You truly do have a strange way of bringing people together. The best part is that you have no power over us when a person’s faith has been put in Christ. So often we want to mourn during you and Grandma you sure will be missed, but in reality, when a relationship with Jesus is involved you are the best thing that can happen to us! I think our silly human selves might have a few things backward”…let’s invest our time well while people are alive and tell everyone we can about Jesus so death truly can be a celebration of people going home.

Thankful this is not home,

Apparently a eulogy writer

Letter #613: A Wedding and a Funeral

Dear platforms,

Everyone is looking for his or her own version of you.

Professional athletes. Rockstars. Politicians. You used to have to be in one of these roles to have you. These people still do, but the opportunity to gaining you has grown immensely.

Social media allows anyone to have a voice. Some voices are louder than others, but nevertheless the gate to gaining one of you has widened. I think at the core of us all, we want to be known. We want to be loved. We want to be heard.

However the truth is, we each have an audience watching and listening each day. Sorority sisters. Co-workers. Facebook friends and Twitter followers. Your own children. Neighbors. People are watching. The question is what are we portraying?

Platforms: they’re everywhere. Justin Timberlake, Kevin Durant and Taylor Swift’s are massive. A first grade teacher’s is much smaller yet still impactful. Supervisors of employees set the tone for the entire workplace. Pastors are responsible to communicate the truth of the Gospel.
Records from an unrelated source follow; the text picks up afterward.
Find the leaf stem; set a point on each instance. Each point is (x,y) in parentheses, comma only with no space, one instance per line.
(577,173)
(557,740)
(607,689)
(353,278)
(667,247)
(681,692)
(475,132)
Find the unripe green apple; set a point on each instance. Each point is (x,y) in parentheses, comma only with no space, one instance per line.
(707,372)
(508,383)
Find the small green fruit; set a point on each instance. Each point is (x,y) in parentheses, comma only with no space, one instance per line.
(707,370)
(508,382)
They may vary in size and severity, but they are all important. However, I believe there are two times in life when you far exceed any other moment.
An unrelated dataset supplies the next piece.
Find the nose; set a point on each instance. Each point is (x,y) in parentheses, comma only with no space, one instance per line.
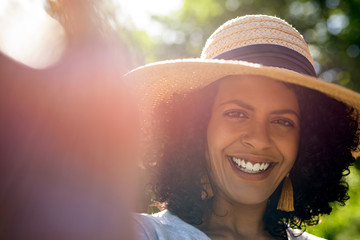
(256,135)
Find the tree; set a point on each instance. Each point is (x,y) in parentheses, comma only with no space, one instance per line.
(331,27)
The greatest two platform opportunities in an individual’s life: one’s wedding and one’s funeral. One we really have no say in. The other we typically get so consumed by details of colors and centerpieces that we miss opportunity altogether.
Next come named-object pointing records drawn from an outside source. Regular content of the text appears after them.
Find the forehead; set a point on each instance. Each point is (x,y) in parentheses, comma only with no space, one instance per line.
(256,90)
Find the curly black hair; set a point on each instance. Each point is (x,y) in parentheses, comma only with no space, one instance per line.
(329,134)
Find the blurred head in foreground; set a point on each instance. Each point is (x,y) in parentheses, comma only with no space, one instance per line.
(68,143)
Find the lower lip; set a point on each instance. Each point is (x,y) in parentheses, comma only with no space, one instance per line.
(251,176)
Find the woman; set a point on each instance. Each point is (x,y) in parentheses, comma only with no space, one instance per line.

When I die, I will have no say in how my service goes. Even if I document details I still have no control over what people actually say. However, every person in attendance will be completely focused on the life I lived.

I sat at a funeral this week, and these are the things I was thinking about. Strange, I know. Regardless, it got me thinking. There are two times in life when people have the undivided attention of hundreds of others. The only way I can affect what you look like at my funeral is by how I live in the moments. I pray I end on a worthwhile note. I pray the memories shared are less about me and more about eternal hope in Christ. I pray the choices I’m making today leave a legacy for Christ when I’m dead and gone, but I also pray I maximize my daily platforms as well.

We all have versions of you. Our Twitter handles. Our friend circles. Our employees. Our nieces, nephews and children. Everyone’s looks a little different, but we all have them. Today I am challenged how I’m using you daily. What am I pointing people to? How am I leading and influencing with the platforms I’ve been given?

As I’m reminded to embrace you daily, I’m also challenged to think through what my wedding (prayerfully if it happens one day) and funeral will reflect. There are two times in life we have the biggest platform opportunities. Two times of undivided attention. Our daily platforms are touch and go, but these two are intently focused. How will we use these two days of our lives? What will these platforms point to? Temporary and superficial or eternal and life-changing?